Он подал рыбу с картошкой фри на их столик, затем наполнил под стойкой несколько стаканчиков красным вином и тоже подал. После чего сам присел с ними. Пока они ели, он дал им выговориться. Когда же они выдохлись, он заговорил о том, что такая зима предвещает хорошее лето для абрикосов, да-да. Потом повел рассказ о своей жизни, об острове Липсос, откуда он родом, прекрасной, но суровой тамошней жизни, о своей покойной жене, о том, что у них, людей молодых, впереди целая жизнь. Богатая жизнь. Хорошая жизнь. Да-да. Как говорят люди, посещение его рыбного магазина доставляет им радость. Он надеется, что это так.
– Правда надеюсь, – говорил старик. – Такова жизнь.
– У вас есть дети? – спросил Джимми Бигелоу.
– Три дочери, – ответил грек. – Порядочные девушки. Порядочные семьи. И сын. Хороший мальчик. Хороший…
Тут старый грек на секунду запнулся, бормоча что-то неразборчивое, и лицо его, казалось, затряслось и сошло со своей неуклюжей оси. Он поднес к лицу руку с узловатыми пальцами, похожими на старые обрезанные ветви абрикоса, дрожащие под порывом осеннего ветра.

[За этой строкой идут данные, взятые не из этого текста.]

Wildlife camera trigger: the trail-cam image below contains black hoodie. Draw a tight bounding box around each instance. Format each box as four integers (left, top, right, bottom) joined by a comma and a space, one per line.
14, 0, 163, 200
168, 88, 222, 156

Словно пытался закрепить свое лицо в картинке достоверности.
– Его убили в Новой Гвинее в 1943-м, – выговорил он. – Бугенвиль.
Магазин неспешно опустел, сотрудники убрали помещение, заперли и ушли, улица снаружи замерла, лишь иногда какая-нибудь редкая машина, шелестя, полосовала лужу. Внутри же они просто рассказывали и рассказывали старику греку о многом и многом, пока не стало до того поздно, что не осталось ни одного открытого паба. Но им было уже все равно. Они все сидели и сидели. Говорили о рыбалке, о еде, ветрах и кладке камня, о выращивании помидоров, о том, как держать кур и жарить баранину, ловить раков и морских гребешков, сказки рассказывали, обменивались шутками, россказни их ничего не значили, но их поток значил все, будучи сам по себе хрупким и прекрасным мечтанием.
Трудно сказать, насколько полезными сочли их желудки ту рыбу с картошкой и дешевое красное вино. На вкус было отменно. Старый грек сам сварил им свой особый кофе – густой, черный и сладкий в маленьких чашечках, – и угостил их печеньем с грецкими орехами, которое испекла его дочь. Все было странным и в то же время притягательным. На простых стульях сиделось легко, и место тоже уже казалось вполне достойным, а люди – приятными, и, пока длилась та ночь, казалось Джимми Бигелоу, не было другого места во всем свете, где ему хотелось бы быть.
Осенью 1948 года, сойдя по трапу «Дугласа ДС-3» в Сиднее, Дорриго Эванс и ужаснулся и поразился, увидев, что она встречает его. Японцы с немцами, может, и сдались в 45-м, зато Дорриго Эванс не сдался и не сдавался еще некоторое время. Он мужественно старался вести свою войну, жадно хватаясь за любые возможности, предоставлявшиеся невзгодами, интригами, балансированием на грани войны и приключениями. Представлялись они все реже и реже. Много лет спустя он осознал, как трудно признать, что во время войны, даром что три с половиной года провел военнопленным, он в чем-то важном был свободен.
Вот и откладывал свое возвращение как можно дольше, однако через девятнадцать месяцев работы по всей Юго-Восточной Азии в самых разных армейских ведомствах (занимавшихся всем: от репатриации до воинских захоронений и послевоенного восстановления) он исчерпал все прикрытия и уперся в необходимость выбирать: либо обычная карьера в армии, либо возможности жизни на гражданке. Чутье ничего не подсказывало ему, в чем могли бы заключаться эти возможности, но неожиданно они показались привлекательными, армия же перестала быть увеселительной прогулкой, как когда-то, с ее поражениями и победами, с ее образом жизни – жизни! – когда все устоявшееся то и дело рвалось в клочья, пуская все прочно сложившееся по воздуху. Богатство, слава, успех, лесть – все, что придет позже, казалось, лишь обостряли ощущение бессмысленности, какое ему предстояло изведать в гражданской жизни. Он никак не мог признаться самому себе, что смысл его жизни придавала смерть.